Inquiere al hombre que desde la noche de los tiempos descubre rutas, signos o el funcionamiento de las cosas; muestra al que experimenta, inventa artefactos, dioses, máquinas, alfabetos, la ciencia, la filosofía, la política, la poesía, los carros o las ficciones. En suma, hasta sus casi 90 de edad vivió fascinado por la aventura creadora del espíritu. Sobre este trayecto casi insólito de superación cultural, Daniel J. Boorstin escribió a su manera una obra tan enorme que cada vez que retomo un capítulo lo imagino abducido desde la cuna por el genio del saber.

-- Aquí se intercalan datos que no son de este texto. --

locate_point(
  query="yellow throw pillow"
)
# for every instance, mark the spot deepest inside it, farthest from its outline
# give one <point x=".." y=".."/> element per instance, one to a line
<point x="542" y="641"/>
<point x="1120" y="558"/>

Recién leí De animales a dioses: una historia nada desdeñable de nuestra especie “desde los primeros humanos que caminaron sobre la Tierra hasta los radicales y a veces devastadores avances de las tres grandes revoluciones que nuestra especie ha protagonizado: la cognitiva, la agrícola y la científica”. No obstante la agilidad narrativa de Juval Noah Harari y sobre su apreciable y fresco conocimiento de los tránsitos culturales, continúo cediendo al atractivo de Boorstin (1914-2004) por su libre y muy sugestiva manera de explorar la imaginación, la curiosidad y los más altos logros humanos. Tuvo el tino de mantener intacto el Misterio que animó a nuestros antepasados a preguntarse qué es el tiempo, qué la Naturaleza, la memoria, los cielos, los mares, la sociedad, las plantas o los animales e inclusive extender el enigma hasta lo oculto en páginas de Melville o de Virginia Woolf.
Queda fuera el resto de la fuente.